Hi there, they are doing very well thanks for asking, I was gonna post a pic of them eating in my yard but imageshack isn´t working for me right now

and yes is not lettuce there, I heard that lettuce is not good for them


----------



## Dumaw (Jan 31, 2007)

now its working, here they are, eating some banana after they took a long walk exploring my house, they love to explore hehehe
and they love to do some burrows so they are always covered in dirt lol


----------



## AneesasMuse (Jan 31, 2007)

They are adorable and it looks like their growth is very smooth. 

I'm still waiting to hear whether the little rescue kid is coming for a visit or not. I guess I will know something tomorrow. I'm all set, however it turns out, and now that I've asked a gazillion questions and done some research... I want one for myself, so I may be looking for one or two to purchase soon. 

My hubby is a big fan of tortoises too, so that is a bonus if I end up with them.


----------



## Tleilaxu (Feb 4, 2007)

If you work with them enough and handle/pet them enough they will become like dogs and follow you around for a scratch and a treat...


----------



## AneesasMuse (Feb 4, 2007)

Tleilaxu said:


> If you work with them enough and handle/pet them enough they will become like dogs and follow you around for a scratch and a treat...


I found this out as a kid with many box turtles and one very big tortoise (still don't know what it was specifically)... they would follow me all over the place! In the yard, in the house... the tortoise, anyway... and just everywhere. My Dad used to laugh and say, "here comes your turtle brigade... ". I think they would tell their friends about me.  



Well, I'm still waiting for Jubati to get her release. I didn't get a call yesterday, so I'll call today. I'm getting frustrated cuz I know her care is not improving while they're "lolly gaggin' " around with doing the paper work. If I had asked them for the tortoise, I could justify the delay... kind of. But _they_ asked me, so it isn't right!! :evil:


----------



## AneesasMuse (Feb 5, 2007)

*The little Cherry Head is here...*

"Joob" was released to me this afternoon.

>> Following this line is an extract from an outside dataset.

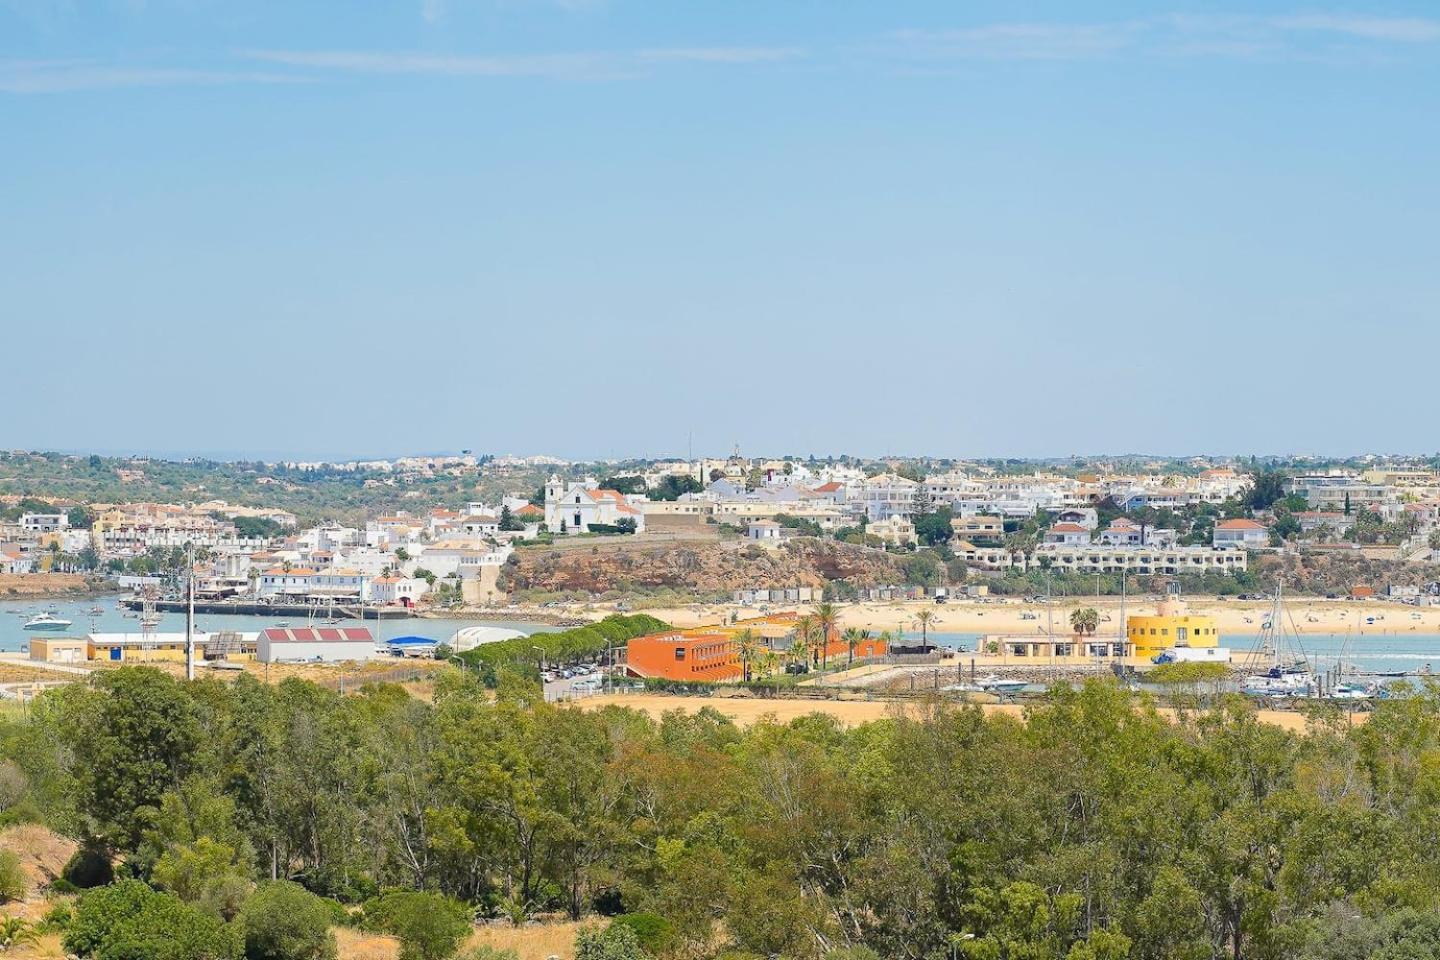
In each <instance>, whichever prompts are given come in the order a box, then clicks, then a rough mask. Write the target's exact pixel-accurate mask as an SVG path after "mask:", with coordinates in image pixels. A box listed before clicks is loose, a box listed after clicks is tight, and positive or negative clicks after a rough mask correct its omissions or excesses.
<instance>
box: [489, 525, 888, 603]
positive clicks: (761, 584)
mask: <svg viewBox="0 0 1440 960" xmlns="http://www.w3.org/2000/svg"><path fill="white" fill-rule="evenodd" d="M829 580H848V581H851V583H854V584H855V586H860V587H867V586H877V584H887V583H900V581H901V580H903V576H901V573H900V564H899V563H897V561H896V560H894V558H893V557H890V556H887V554H884V553H881V551H878V550H868V548H864V547H855V545H851V544H844V543H835V541H828V540H809V538H796V540H792V541H789V543H786V544H783V545H780V547H775V548H766V547H759V545H746V544H733V543H729V544H704V543H697V544H688V543H687V544H667V545H654V547H647V545H634V547H631V545H626V547H624V548H613V547H612V545H611V544H605V548H600V547H599V545H596V547H595V548H593V550H585V548H566V550H549V551H530V550H523V551H520V553H517V554H516V556H514V557H513V560H511V563H510V564H507V567H505V574H504V580H503V583H504V586H505V589H507V590H511V592H514V590H557V592H559V590H585V592H589V593H606V592H609V590H634V589H647V587H671V589H677V590H694V592H696V593H717V592H730V590H740V589H746V587H770V589H773V587H795V586H811V587H821V586H824V584H825V583H827V581H829Z"/></svg>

She's set up in her new rehab enclosure. I'm slowly getting her temps and humidity up to where they should be... don't wanna stress her out with any drastic changes. 

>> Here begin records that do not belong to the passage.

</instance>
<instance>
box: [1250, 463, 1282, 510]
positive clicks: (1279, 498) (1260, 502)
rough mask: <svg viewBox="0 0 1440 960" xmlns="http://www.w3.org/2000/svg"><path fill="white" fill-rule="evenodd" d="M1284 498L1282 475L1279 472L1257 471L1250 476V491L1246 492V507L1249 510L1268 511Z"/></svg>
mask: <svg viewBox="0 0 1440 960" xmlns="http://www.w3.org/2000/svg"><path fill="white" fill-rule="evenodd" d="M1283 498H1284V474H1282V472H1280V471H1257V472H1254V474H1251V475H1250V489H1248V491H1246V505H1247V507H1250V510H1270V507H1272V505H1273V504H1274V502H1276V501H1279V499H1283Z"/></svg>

She's very friendly and seems to know that I want to help her. She even pee'd in my lap already... that's "love", right?  

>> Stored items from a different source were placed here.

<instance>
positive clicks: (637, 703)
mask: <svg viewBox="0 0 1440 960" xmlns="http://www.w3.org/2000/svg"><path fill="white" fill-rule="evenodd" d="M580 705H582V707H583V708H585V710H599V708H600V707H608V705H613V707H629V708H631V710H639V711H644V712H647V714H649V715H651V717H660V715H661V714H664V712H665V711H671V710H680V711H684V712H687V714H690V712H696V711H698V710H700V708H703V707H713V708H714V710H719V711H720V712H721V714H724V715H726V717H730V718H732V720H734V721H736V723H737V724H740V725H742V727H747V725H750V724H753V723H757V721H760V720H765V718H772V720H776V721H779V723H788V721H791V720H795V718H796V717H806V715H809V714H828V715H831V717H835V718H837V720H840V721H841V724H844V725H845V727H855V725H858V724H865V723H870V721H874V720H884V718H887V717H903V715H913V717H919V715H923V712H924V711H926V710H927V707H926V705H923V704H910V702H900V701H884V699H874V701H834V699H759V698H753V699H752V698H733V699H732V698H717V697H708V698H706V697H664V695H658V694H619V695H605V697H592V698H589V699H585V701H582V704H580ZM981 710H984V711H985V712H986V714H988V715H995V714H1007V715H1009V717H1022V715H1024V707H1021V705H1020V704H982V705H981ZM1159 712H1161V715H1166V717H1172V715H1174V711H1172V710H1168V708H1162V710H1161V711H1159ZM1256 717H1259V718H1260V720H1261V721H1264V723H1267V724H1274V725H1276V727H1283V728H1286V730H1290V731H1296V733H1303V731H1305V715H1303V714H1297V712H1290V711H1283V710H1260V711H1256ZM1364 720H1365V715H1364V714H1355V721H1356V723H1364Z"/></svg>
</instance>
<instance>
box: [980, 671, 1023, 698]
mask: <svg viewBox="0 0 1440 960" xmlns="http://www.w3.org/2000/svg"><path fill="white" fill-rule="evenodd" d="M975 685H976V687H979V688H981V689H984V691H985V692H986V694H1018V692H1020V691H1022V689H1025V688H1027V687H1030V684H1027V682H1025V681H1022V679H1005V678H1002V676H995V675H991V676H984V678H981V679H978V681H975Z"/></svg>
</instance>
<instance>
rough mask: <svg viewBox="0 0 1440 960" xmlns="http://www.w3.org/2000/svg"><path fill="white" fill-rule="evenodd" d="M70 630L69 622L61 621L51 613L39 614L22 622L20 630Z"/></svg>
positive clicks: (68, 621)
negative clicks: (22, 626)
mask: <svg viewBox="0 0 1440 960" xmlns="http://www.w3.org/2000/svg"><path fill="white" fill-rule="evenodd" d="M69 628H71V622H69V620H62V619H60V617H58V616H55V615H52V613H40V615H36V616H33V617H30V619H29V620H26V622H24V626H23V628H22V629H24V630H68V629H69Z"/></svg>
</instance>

Keep us in your "good thoughts" and prayers and stuff. I'm sure we'll be needing it. I'll try to get a pic up of Jubati soon... my camera is still a flake!


~Aminah


----------



## Tleilaxu (Feb 7, 2007)

Keep us updated with pics if you will.


----------



## AneesasMuse (Feb 7, 2007)

Do you have a spare camera I can use? My new pc doesn't like mine and vet bills, food, etc. is preventing me from rushing out to buy a new one.  

How about unillustrated updates?


----------



## Tleilaxu (Feb 7, 2007)

Yeah that works.. hey you can DRAW what happened


----------